The BHP Australia president said the lack of new workers in the field was nothing to do with what they were being paid. Rather, there needed to be an expansion of the talent pool.
Getting more younger people interested in a career in mining is viewed as a big challenge by the sector.
She also said bringing new talent into the workforce should be treated as a national competitiveness policy.
“Part of the solution lies in expanding Australia’s workforce participation and this highlights the fundamental importance of the entire industry’s work to build a more diverse and inclusive workforce,” she said.
“Women now make up over 37 per cent of our employee workforce globally.
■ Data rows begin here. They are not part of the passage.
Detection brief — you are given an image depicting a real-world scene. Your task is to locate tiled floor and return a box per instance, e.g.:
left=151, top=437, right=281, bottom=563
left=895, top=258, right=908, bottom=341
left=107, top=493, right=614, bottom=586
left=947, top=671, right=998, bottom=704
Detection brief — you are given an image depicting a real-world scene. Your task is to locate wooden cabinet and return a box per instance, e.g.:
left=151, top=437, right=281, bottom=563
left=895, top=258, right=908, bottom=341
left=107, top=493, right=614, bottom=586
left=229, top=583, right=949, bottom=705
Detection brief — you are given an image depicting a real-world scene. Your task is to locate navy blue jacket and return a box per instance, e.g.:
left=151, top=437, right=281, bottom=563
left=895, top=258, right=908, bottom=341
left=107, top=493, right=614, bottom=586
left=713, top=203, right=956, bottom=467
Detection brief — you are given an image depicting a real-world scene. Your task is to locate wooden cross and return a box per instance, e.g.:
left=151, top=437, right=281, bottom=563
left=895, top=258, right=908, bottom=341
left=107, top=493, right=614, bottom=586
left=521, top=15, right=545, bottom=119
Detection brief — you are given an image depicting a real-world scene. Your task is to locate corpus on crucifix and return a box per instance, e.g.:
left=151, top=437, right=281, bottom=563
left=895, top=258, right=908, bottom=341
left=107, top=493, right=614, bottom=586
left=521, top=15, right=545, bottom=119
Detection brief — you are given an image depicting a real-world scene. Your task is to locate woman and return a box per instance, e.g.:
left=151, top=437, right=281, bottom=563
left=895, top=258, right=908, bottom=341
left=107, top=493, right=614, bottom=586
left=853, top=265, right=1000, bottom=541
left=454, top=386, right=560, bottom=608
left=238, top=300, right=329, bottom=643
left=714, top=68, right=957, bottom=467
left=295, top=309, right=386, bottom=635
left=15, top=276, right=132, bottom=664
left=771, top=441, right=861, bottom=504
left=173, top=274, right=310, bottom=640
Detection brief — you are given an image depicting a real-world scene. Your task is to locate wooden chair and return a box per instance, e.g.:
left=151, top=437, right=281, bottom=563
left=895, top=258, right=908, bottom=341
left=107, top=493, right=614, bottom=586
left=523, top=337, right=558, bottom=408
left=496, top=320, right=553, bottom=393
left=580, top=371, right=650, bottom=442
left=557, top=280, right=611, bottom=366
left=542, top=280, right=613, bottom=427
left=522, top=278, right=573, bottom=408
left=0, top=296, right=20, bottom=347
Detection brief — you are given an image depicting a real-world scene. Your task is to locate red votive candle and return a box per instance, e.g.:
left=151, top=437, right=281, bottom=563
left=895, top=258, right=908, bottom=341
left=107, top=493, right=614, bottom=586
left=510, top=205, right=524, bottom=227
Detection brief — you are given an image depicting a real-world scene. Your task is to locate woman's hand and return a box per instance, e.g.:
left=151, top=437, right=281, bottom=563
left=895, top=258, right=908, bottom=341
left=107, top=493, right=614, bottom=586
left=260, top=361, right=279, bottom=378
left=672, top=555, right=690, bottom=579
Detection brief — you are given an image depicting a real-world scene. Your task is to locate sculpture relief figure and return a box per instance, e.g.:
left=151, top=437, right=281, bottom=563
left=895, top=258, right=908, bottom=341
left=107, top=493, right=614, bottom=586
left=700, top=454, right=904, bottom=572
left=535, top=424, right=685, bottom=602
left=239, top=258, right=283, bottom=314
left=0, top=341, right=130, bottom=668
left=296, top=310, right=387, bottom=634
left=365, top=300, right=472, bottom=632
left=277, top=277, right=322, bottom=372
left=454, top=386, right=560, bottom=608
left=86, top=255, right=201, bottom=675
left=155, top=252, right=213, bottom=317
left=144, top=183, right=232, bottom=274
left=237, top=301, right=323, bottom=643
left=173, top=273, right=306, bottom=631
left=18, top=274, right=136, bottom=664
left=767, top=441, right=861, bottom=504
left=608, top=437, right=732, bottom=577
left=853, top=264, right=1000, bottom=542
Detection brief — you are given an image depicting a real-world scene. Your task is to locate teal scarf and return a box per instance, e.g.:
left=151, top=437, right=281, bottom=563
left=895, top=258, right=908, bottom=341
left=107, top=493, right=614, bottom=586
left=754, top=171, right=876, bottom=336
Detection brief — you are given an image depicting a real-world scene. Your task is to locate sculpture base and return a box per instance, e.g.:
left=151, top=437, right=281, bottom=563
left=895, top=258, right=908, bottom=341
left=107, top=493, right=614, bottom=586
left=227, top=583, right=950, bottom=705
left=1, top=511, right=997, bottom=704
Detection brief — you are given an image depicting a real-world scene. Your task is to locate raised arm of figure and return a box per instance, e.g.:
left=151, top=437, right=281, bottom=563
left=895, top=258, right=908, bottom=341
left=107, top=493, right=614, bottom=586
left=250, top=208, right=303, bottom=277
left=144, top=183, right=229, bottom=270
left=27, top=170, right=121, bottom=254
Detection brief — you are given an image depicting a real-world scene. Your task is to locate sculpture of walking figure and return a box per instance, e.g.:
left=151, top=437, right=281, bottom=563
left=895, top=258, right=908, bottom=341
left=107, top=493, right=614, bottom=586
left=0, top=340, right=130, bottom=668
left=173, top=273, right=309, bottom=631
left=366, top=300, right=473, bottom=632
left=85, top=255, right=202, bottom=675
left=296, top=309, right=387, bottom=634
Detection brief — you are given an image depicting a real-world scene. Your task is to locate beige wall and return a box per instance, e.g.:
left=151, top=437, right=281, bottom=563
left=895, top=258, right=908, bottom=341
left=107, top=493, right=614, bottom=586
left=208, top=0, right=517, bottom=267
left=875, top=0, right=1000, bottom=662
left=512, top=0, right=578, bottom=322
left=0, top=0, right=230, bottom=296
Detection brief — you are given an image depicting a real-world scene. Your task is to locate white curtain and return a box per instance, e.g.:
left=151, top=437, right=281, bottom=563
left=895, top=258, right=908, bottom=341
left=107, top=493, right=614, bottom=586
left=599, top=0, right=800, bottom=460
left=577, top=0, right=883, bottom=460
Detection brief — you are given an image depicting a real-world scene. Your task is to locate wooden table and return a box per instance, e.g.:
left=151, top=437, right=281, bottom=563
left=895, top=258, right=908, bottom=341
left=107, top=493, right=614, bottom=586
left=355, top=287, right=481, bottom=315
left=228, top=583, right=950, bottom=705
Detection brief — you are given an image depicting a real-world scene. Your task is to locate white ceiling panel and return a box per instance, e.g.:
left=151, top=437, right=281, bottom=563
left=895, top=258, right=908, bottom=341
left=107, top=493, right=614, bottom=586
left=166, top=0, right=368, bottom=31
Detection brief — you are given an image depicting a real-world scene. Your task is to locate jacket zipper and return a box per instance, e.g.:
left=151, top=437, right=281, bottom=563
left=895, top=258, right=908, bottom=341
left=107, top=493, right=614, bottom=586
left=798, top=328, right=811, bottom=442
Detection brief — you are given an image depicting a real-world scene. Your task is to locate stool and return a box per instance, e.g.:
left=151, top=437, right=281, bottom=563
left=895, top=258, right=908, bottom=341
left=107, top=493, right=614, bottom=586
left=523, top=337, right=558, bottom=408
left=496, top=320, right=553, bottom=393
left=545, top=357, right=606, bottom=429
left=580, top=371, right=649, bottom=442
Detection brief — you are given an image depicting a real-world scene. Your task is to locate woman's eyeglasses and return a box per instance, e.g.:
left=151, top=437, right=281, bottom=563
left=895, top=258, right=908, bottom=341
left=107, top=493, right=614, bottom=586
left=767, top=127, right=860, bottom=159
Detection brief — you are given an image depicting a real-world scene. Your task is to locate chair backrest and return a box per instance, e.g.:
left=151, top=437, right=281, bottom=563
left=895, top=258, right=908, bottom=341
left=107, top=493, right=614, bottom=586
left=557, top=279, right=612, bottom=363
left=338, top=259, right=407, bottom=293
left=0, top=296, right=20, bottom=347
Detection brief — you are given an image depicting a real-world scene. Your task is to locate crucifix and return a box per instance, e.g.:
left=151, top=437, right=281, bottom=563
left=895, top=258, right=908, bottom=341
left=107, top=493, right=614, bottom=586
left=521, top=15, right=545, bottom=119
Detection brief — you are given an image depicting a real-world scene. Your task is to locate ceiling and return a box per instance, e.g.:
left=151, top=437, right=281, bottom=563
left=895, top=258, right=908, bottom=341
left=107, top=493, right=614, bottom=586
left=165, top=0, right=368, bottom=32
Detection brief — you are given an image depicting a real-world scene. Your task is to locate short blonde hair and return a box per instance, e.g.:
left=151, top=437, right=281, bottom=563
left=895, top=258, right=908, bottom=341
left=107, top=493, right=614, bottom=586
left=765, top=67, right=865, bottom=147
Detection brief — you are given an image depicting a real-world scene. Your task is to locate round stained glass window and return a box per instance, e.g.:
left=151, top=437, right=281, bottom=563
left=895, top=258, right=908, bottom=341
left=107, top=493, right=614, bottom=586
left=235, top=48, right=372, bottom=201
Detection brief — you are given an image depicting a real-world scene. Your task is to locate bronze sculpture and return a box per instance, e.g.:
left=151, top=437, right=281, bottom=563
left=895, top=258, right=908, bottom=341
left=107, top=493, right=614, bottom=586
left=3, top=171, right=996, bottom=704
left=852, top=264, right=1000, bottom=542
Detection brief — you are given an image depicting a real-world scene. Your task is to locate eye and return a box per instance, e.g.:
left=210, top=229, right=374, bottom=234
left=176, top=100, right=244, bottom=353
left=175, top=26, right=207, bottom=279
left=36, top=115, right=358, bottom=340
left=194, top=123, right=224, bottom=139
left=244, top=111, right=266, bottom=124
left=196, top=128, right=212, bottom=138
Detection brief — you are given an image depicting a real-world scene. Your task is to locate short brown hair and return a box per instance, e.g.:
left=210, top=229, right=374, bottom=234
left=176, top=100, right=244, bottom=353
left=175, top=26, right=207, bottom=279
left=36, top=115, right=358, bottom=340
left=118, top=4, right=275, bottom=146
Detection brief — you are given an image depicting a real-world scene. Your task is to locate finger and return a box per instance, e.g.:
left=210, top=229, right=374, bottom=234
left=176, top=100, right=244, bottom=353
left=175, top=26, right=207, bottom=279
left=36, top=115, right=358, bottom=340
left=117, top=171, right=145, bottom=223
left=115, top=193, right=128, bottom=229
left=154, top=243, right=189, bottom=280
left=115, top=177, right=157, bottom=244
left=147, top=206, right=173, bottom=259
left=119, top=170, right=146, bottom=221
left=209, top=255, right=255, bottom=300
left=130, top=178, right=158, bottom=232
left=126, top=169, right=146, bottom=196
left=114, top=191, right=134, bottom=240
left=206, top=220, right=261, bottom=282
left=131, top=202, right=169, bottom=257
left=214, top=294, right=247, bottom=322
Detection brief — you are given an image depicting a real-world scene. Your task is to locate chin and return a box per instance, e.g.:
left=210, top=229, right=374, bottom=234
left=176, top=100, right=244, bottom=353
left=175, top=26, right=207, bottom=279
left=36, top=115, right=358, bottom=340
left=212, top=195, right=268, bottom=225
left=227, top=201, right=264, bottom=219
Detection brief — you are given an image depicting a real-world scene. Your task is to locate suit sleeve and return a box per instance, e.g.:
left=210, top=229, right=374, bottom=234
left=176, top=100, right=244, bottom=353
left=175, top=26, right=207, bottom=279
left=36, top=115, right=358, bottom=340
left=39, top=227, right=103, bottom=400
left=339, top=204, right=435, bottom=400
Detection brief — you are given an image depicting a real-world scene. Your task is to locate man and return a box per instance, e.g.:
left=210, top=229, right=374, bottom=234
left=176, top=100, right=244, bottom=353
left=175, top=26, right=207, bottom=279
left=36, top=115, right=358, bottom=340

This has not happened by chance.”
Ms Slattery indicated both the private and public sector had a role to play in expanding the workforce, and lauded the Federal Government’s efforts to expand free TAFE courses as “commendable”.
And she also reinforced the mining giant’s concerns regarding Australia’s permitting processes, and said they needed to be tightened to keep Australia competitive against other mining nations such as the US, Canada and Chile.
“For Australia the principles should be clear: put in place a risk-based permitting system that ensures processing timelines are certain and outcomes are reliable.,” the BHP executive said.
“In short, we must modernise our permitting system in line with the changing nature of competition.”
And other countries had already “figured out” that inefficient regulation caused project delays, according to Ms Slattery.
“The US introduced an Energy Permitting Reform Act this year, and the incoming Trump administration is continuing the conversation about permitting reform.”
She also referenced Canada’s new ‘Federal Permitting Coordinator’ for growth projects, and said that the Government in Chile had also recognised the need for a better permitting system.